The week's events will also include speakers like Rev. Mike Kennedy, renowned author and director of The Jesuit Restorative Justice Initiative. Fr. Mike has been a force for social justice at Loyola and in the greater Los Angeles community for many years, and Mr. Portman credits him for Loyola's high levels of participation in social justice activism. "Some students never forget the experience of going with Fr. Mike to spend the day with teenagers their same age who have received life sentences. They returned to Loyola High to tell other students how these locked-up youth were so much like themselves." Junior Tyler Griffin remembers how he was moved by the connections he felt with juvenile offenders. "Many of the kids that have been incarcerated were not as fortunate as we are and did not grow up in a stable home. It is sad to see people imprisoned for their entire lives because of poor decisions they made as kids."
Also speaking will be Scott Budnick, Hollywood film producer best known for his work on The Hangover and a fierce champion for children in need. For his work with youth in the criminal justice system, Governor Jerry Brown named Budnick California’s Volunteer of the Year for 2012. Budnick currently is launching The Anti-Recidivism Coalition (ARC), an organization of very high-achieving formerly incarcerated young adults who work to support one another, while attempting to stop the flow of men and woman into the criminal justice system.
Much of the activity at Loyola, though, will center around the letter-writing campaigns and in-person lobbying that have already proved so effective in getting SB-9 passed. Students plan on once again traveling to Sacramento to speak to CA state representatives in person and lobby for SB-260 which grants further opportunities for sentencing review to inmates incarcerated as minors. Junior Justin Hopkins remembers his surprise at the reception they received the first time they went to lobby in Sacramento. "Going into the trip, I figured our chances of changing any politicians’ minds on the matter was slim to none; surprisingly, however, all of the various legislators and aides we met with were moved by the touching images we showed and stories we told. In general, meeting with the politicians illustrated to me how influential the voices of a few high school teenagers could be."

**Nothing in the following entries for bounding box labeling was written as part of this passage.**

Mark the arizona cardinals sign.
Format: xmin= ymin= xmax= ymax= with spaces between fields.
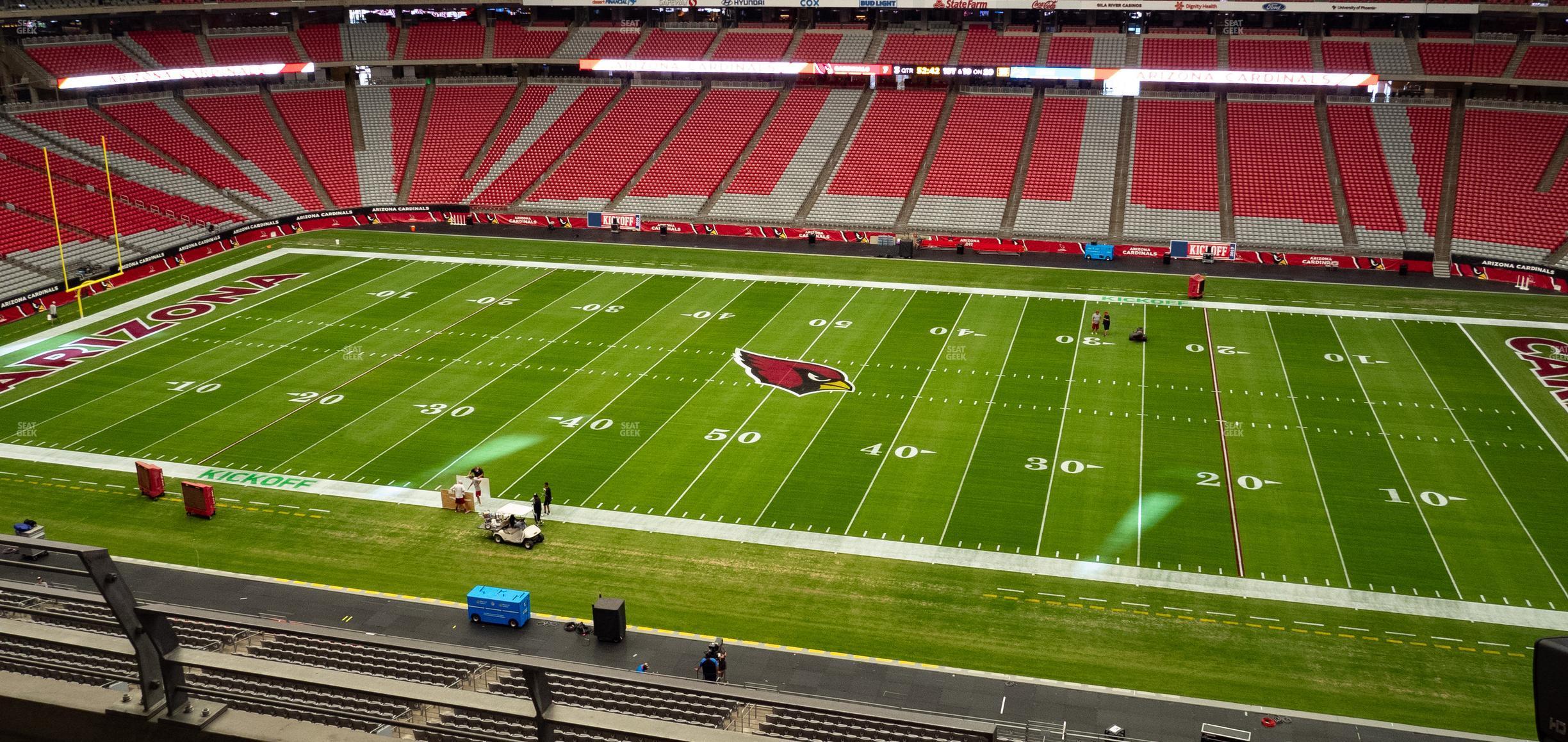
xmin=734 ymin=349 xmax=854 ymax=397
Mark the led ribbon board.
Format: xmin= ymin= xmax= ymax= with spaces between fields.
xmin=55 ymin=61 xmax=315 ymax=90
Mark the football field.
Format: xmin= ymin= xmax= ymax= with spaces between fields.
xmin=0 ymin=243 xmax=1568 ymax=610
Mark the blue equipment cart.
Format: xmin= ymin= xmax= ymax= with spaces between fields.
xmin=469 ymin=585 xmax=528 ymax=629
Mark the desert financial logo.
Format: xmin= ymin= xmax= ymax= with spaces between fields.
xmin=1508 ymin=337 xmax=1568 ymax=409
xmin=0 ymin=273 xmax=304 ymax=393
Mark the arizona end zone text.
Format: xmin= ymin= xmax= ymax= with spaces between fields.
xmin=0 ymin=273 xmax=306 ymax=393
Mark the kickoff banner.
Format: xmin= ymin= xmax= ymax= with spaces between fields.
xmin=0 ymin=206 xmax=469 ymax=322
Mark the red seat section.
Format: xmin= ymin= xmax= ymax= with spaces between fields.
xmin=876 ymin=33 xmax=956 ymax=64
xmin=17 ymin=106 xmax=176 ymax=171
xmin=407 ymin=85 xmax=518 ymax=204
xmin=1513 ymin=44 xmax=1568 ymax=80
xmin=104 ymin=102 xmax=265 ymax=197
xmin=403 ymin=21 xmax=484 ymax=60
xmin=300 ymin=24 xmax=343 ymax=61
xmin=22 ymin=41 xmax=146 ymax=77
xmin=473 ymin=85 xmax=616 ymax=206
xmin=1323 ymin=39 xmax=1375 ymax=72
xmin=496 ymin=24 xmax=566 ymax=60
xmin=587 ymin=31 xmax=651 ymax=60
xmin=958 ymin=24 xmax=1040 ymax=64
xmin=1135 ymin=36 xmax=1220 ymax=69
xmin=273 ymin=88 xmax=362 ymax=209
xmin=1046 ymin=36 xmax=1095 ymax=67
xmin=630 ymin=28 xmax=718 ymax=60
xmin=790 ymin=33 xmax=844 ymax=61
xmin=1231 ymin=38 xmax=1311 ymax=72
xmin=1328 ymin=105 xmax=1405 ymax=232
xmin=1123 ymin=97 xmax=1220 ymax=240
xmin=1453 ymin=106 xmax=1568 ymax=262
xmin=207 ymin=33 xmax=301 ymax=64
xmin=714 ymin=31 xmax=790 ymax=61
xmin=630 ymin=88 xmax=778 ymax=199
xmin=127 ymin=25 xmax=204 ymax=69
xmin=186 ymin=92 xmax=322 ymax=210
xmin=1229 ymin=101 xmax=1344 ymax=246
xmin=1416 ymin=41 xmax=1513 ymax=77
xmin=528 ymin=88 xmax=698 ymax=206
xmin=724 ymin=88 xmax=828 ymax=196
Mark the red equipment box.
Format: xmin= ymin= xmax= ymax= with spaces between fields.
xmin=136 ymin=461 xmax=163 ymax=500
xmin=181 ymin=482 xmax=218 ymax=518
xmin=1187 ymin=273 xmax=1207 ymax=300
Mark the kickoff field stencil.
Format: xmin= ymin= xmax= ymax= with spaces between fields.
xmin=0 ymin=248 xmax=1568 ymax=621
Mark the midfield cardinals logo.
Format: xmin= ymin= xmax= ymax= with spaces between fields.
xmin=735 ymin=349 xmax=854 ymax=397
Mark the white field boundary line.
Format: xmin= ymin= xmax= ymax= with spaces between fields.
xmin=936 ymin=298 xmax=1029 ymax=545
xmin=282 ymin=243 xmax=1568 ymax=331
xmin=1035 ymin=301 xmax=1085 ymax=557
xmin=1328 ymin=317 xmax=1464 ymax=601
xmin=1264 ymin=312 xmax=1355 ymax=585
xmin=9 ymin=244 xmax=1568 ymax=365
xmin=1389 ymin=322 xmax=1568 ymax=598
xmin=1460 ymin=325 xmax=1568 ymax=459
xmin=1203 ymin=309 xmax=1246 ymax=577
xmin=0 ymin=444 xmax=1568 ymax=631
xmin=658 ymin=284 xmax=864 ymax=515
xmin=86 ymin=557 xmax=1529 ymax=742
xmin=297 ymin=229 xmax=1554 ymax=301
xmin=844 ymin=295 xmax=974 ymax=533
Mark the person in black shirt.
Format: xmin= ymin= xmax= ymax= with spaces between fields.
xmin=696 ymin=654 xmax=718 ymax=682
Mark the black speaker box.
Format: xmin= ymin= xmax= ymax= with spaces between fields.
xmin=592 ymin=598 xmax=626 ymax=641
xmin=1535 ymin=637 xmax=1568 ymax=742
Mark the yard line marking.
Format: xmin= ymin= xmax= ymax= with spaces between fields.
xmin=1457 ymin=323 xmax=1568 ymax=459
xmin=1035 ymin=301 xmax=1091 ymax=557
xmin=665 ymin=286 xmax=861 ymax=515
xmin=936 ymin=298 xmax=1029 ymax=545
xmin=844 ymin=293 xmax=974 ymax=533
xmin=1391 ymin=322 xmax=1568 ymax=596
xmin=1132 ymin=306 xmax=1149 ymax=566
xmin=0 ymin=256 xmax=382 ymax=425
xmin=751 ymin=292 xmax=925 ymax=527
xmin=284 ymin=270 xmax=564 ymax=467
xmin=167 ymin=263 xmax=482 ymax=464
xmin=1203 ymin=308 xmax=1246 ymax=577
xmin=411 ymin=276 xmax=662 ymax=497
xmin=1264 ymin=312 xmax=1355 ymax=587
xmin=1328 ymin=317 xmax=1464 ymax=601
xmin=500 ymin=281 xmax=765 ymax=494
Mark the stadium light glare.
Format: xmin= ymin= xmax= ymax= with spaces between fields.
xmin=55 ymin=61 xmax=315 ymax=90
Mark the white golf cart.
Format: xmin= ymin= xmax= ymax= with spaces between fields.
xmin=480 ymin=502 xmax=544 ymax=549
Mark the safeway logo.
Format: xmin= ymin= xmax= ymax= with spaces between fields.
xmin=0 ymin=273 xmax=304 ymax=393
xmin=1508 ymin=337 xmax=1568 ymax=409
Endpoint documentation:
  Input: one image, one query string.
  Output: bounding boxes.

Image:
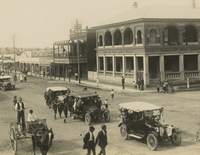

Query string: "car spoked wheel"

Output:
[85,113,92,125]
[147,133,158,151]
[172,132,181,146]
[104,111,110,122]
[120,124,128,139]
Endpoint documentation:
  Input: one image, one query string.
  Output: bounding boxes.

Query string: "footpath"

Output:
[45,78,156,93]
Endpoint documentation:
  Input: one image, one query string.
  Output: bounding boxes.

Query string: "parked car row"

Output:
[46,87,181,150]
[0,75,15,91]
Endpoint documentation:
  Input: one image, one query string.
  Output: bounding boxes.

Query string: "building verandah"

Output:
[97,53,200,86]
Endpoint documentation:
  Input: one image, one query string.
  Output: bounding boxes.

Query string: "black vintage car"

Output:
[70,91,110,124]
[44,86,70,107]
[0,76,15,91]
[119,102,181,150]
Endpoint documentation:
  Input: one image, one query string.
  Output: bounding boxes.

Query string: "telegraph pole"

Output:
[75,20,81,84]
[192,0,196,9]
[13,35,16,76]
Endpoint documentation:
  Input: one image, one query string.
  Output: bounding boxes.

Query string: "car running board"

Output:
[128,134,144,139]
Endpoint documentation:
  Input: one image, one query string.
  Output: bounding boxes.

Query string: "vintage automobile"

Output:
[70,91,110,124]
[44,86,70,106]
[0,76,15,91]
[119,102,181,150]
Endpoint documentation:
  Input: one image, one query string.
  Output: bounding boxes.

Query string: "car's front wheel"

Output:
[147,133,158,151]
[85,113,92,125]
[172,132,181,146]
[120,124,128,139]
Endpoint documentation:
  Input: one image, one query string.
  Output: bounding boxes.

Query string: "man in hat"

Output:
[95,125,108,155]
[15,97,25,130]
[83,126,96,155]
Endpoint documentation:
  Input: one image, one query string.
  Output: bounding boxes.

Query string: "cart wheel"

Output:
[120,124,128,140]
[85,113,92,125]
[10,128,17,155]
[147,133,158,151]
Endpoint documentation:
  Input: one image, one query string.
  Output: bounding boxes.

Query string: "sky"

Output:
[0,0,200,47]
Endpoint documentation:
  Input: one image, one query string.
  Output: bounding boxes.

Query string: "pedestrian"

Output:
[75,73,78,81]
[52,97,58,120]
[156,83,160,93]
[110,89,115,101]
[63,94,69,123]
[15,97,26,131]
[95,125,108,155]
[24,74,27,82]
[140,79,144,90]
[58,102,64,118]
[19,73,24,82]
[122,76,125,89]
[104,99,108,109]
[13,96,17,107]
[27,109,37,122]
[14,74,17,82]
[83,126,96,155]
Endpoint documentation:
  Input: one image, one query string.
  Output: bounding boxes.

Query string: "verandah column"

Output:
[122,55,126,76]
[160,55,165,81]
[179,54,184,80]
[112,55,116,77]
[133,55,137,83]
[103,55,106,76]
[198,54,200,77]
[143,55,149,87]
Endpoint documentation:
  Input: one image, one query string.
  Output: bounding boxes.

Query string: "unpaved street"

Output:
[0,78,200,155]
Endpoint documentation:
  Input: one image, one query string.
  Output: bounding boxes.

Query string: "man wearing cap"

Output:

This year, students have also decided to organize a book drive to help build up the library collection at Juvenile Hall to provide better educational opportunities for the inmates. Senior Xander Swain, who spearheaded the initiative, sees education as the critical force that can help turn things around for those already on the wrong side of the law. "After all, the only freedom these kids have is their imagination. The only way to truly empower them to succeed in society is to give them the gift of education." Swain sees a big future for the relationship between the Loyola community and the juvenile justice system. “This is just a start. I hope that Loyola High School will be at the forefront of innovative educational opportunities for incarcerated youth." Swain believes that by sharing the resources that Loyola already provides its students, it can get double the returns by helping others. "I would really like to see an educational partnership with Loyola High School where these kids could benefit from podcasts and hear live discussions of everything from literature to science.”